Prometheus+Grafana+Loki 生产级可观测性体系搭建实战

根据 Datadog 2025 年度基础设施监控报告，接入完整可观测性体系的团队，故障平均恢复时间（MTTR）比没有监控的团队快 14 倍。Prometheus 已成为云原生监控的事实标准，CNCF 毕业项目中超过 85% 使用它作为核心指标引擎。然而，很多团队的 Prometheus 只停留在"能看 CPU 内存"的水平，远未发挥其真正威力。本文将从架构设计到生产调优，手把手搭建一套覆盖指标（Metrics）、日志（Logs）、告警（Alerts）的完整可观测性体系，附可直接复制使用的 Docker Compose、PromQL 查询和告警规则。

📊 一、可观测性三大支柱与架构设计

为什么需要可观测性而不是单纯监控？

监控（Monitoring）回答的是"系统是否正常"，而可观测性（Observability）回答的是"系统为什么出问题"。传统监控工具如 Zabbix 和 Nagios 擅长"红绿灯式"的健康检查——CPU 高了告警、服务挂了告警——但当你的 API 响应变慢时，它们无法告诉你"是数据库慢了还是某个下游服务超时了"。

维度	传统监控	可观测性体系
数据类型	指标为主	指标 + 日志 + 链路追踪
问题定位	告警 → 人工逐台排查	告警 → 关联日志 → 定位根因
数据关联	各系统数据孤岛	指标与日志互相跳转
探索能力	预定义固定 Dashboard	Ad-hoc 查询任意维度
典型工具	Zabbix、Nagios、Cacti	Prometheus + Grafana + Loki

💡 **提示：**可观测性不是要取代监控，而是在监控基础上增加了"可探索性"。
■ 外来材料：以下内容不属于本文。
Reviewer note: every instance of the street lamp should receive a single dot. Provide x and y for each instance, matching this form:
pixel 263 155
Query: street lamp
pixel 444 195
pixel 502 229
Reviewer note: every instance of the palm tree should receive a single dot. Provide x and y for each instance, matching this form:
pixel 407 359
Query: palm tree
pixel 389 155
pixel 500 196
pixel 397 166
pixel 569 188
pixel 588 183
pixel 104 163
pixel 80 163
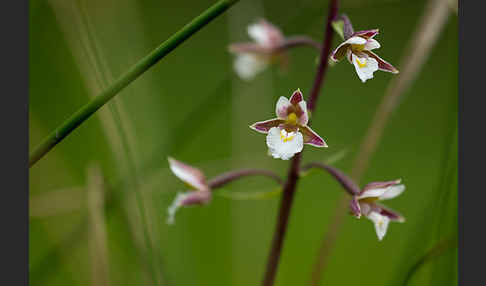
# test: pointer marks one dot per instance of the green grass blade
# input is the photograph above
(133, 73)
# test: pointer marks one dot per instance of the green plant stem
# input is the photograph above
(128, 77)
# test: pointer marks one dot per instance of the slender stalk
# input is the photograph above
(325, 52)
(128, 77)
(293, 173)
(225, 178)
(426, 34)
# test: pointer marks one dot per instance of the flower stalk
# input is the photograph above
(128, 77)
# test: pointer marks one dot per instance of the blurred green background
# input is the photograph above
(85, 227)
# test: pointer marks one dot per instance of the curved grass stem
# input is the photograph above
(125, 79)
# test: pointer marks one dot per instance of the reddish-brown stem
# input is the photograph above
(293, 174)
(230, 176)
(282, 221)
(324, 58)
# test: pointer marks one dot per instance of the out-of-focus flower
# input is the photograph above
(199, 193)
(357, 48)
(254, 57)
(287, 134)
(365, 203)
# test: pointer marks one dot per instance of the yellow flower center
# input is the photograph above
(284, 136)
(292, 119)
(361, 64)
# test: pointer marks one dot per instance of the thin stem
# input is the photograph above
(228, 177)
(128, 77)
(293, 173)
(282, 220)
(324, 59)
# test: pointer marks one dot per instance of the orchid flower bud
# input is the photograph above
(199, 194)
(254, 57)
(365, 203)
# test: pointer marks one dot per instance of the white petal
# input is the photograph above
(304, 118)
(365, 66)
(281, 108)
(372, 193)
(365, 208)
(381, 224)
(248, 65)
(259, 34)
(176, 204)
(392, 191)
(372, 44)
(284, 145)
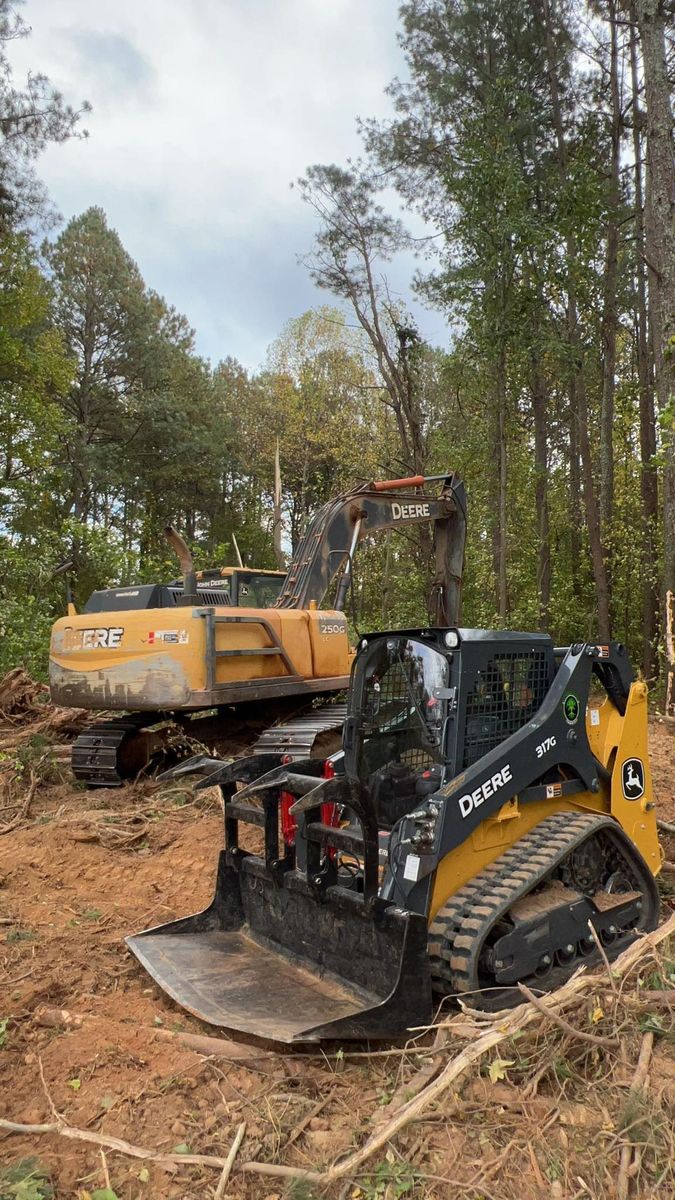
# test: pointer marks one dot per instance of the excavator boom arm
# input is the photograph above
(330, 541)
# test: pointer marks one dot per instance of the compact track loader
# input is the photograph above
(489, 821)
(254, 646)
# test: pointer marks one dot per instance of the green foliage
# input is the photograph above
(28, 1180)
(392, 1177)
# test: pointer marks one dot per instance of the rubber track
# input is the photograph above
(459, 930)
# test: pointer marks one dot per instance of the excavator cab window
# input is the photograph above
(255, 589)
(402, 718)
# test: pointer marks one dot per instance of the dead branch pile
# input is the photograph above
(27, 709)
(469, 1048)
(21, 696)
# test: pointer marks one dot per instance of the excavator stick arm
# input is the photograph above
(333, 535)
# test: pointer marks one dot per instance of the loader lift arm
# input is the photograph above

一个健康检查接口配合 Prometheus 就是最简单的监控；但当你能在 Grafana 里从一个 CPU 飙高的图表直接跳转到对应时间段的错误日志时，这才是可观测性的核心价值。

架构全景与组件职责

整套体系由五个核心组件构成，各司其职：

✅ Prometheus — 指标采集与时序数据库（TSDB），负责周期性拉取（Pull）各服务的 Metrics 数据
✅ Grafana — 统一可视化面板，支持接入 Prometheus、Loki、MySQL 等多种数据源并创建交互式图表
✅ Loki — 日志聚合引擎，由 Grafana Labs 开发，天然与 Grafana 深度集成，支持 LogQL 查询
✅ Promtail — 日志采集代理，负责从容器和主机收集日志并推送到 Loki
✅ Alertmanager — 告警路由与通知中心，支持告警分组、抑制、静默和多渠道通知（钉钉/飞书/邮件）

Pull 模式 vs Push 模式：为什么 Prometheus 选择拉取？

很多刚接触 Prometheus 的开发者会疑惑：为什么不让应用主动推送指标（Push），而是 Prometheus 主动来拉取（Pull）？这不是多了一次网络请求吗？实际上，Pull 模式有三个关键优势：

✅ 服务发现天然集成 — Prometheus 通过 Kubernetes API、Consul、DNS 或文件发现目标，自动采集新上线的服务，不需要应用侧做任何额外配置
✅ 健康状态可观 — 如果 Prometheus 拉取失败，说明目标服务不可达，这本身就是一个告警信号。Push 模式下，服务挂了就不会再推送，你反而不知道它已经挂了
✅ 开发调试友好 — 任何服务暴露 /metrics 端点就能被采集，用 curl http://localhost:8080/metrics 就能在本地调试

不过 Pull 模式也有局限：短生命周期的批处理任务（Job）可能在 Prometheus 采集之前就退出了。这类场景可以用 Pushgateway（Push 中转站）作为补充，但不要滥用——Pushgateway 适合临时任务，不适合长期运行的服务。

架构数据流如下：

应用服务 → /metrics 端点 → Prometheus 拉取 → TSDB 存储
                                          ↓
                                    Alertmanager → 钉钉/飞书/邮件
                                          ↓
日志文件 → Promtail/Loki Agent → Loki 存储 → LogQL 查询
                                          ↓
                              Grafana ← 统一展示（指标 + 日志关联）

⚠️ **警告：**不要把 Prometheus 当长期存储使用。默认 TSDB 保留 15 天，超过此范围的历史数据应通过 Remote Write 推送到 Thanos、Cortex 或 VictoriaMetrics。本地磁盘 IOPS 是 Prometheus 最大的性能瓶颈。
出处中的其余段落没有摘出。